Beginning with the turn of the new millennium, major transformations in Turkey have led to new approaches to the past. Among these, is the rise of critical Jewish and Muslim voices and the breaking of taboos in Ottoman and Turkish studies, both within and outside of Turkey. These new appraisals demonstrate the continued relevance of the concepts of friend and foe and the triangulated relationship among the three groups, which have in turn contributed to realignments in narrating Muslim-Jewish-Christian relations.

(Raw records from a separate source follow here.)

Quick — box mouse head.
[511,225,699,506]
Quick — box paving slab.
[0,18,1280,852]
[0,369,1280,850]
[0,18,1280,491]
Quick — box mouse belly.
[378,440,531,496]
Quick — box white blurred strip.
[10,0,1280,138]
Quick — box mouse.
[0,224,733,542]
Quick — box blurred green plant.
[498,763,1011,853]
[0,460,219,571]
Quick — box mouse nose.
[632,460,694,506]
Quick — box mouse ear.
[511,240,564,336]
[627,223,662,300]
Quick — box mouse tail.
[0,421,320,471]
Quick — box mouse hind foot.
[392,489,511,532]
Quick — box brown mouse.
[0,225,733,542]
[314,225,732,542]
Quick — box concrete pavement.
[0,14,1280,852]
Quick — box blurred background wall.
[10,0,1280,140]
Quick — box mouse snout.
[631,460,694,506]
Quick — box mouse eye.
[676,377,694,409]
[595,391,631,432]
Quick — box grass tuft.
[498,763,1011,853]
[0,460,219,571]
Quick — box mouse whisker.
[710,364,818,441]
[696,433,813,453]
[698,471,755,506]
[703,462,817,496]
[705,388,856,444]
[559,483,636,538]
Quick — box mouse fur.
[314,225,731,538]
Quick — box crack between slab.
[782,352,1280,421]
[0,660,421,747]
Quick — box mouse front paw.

What they establish is that the only way for Jews in Turkey or those defending Jews living in Turkey to end old enmities and forge new friendships is to divest themselves of those old affective dispositions in favor of new stances.
To those who would object that Ottoman and Turkish Jews generally enjoyed a better life than their European counterparts, I would point to the consequences of making such a blanket assertion. In my view, the more significant question and the one worthier of analysis is how such a claim has been politicized, instrumentalized, and deployed by Jews and Muslims alike over the past century so as to counter recognition of the Armenian genocide. Without critically engaging with the political uses of history we cannot hope to compel historians to uphold the ethical standards of the profession. Nor can we aspire to bring about reconciliation between Jew and Armenian, forged when each sees the other as victim of a common experience, rather than competitor in a zero-sum game of recognition.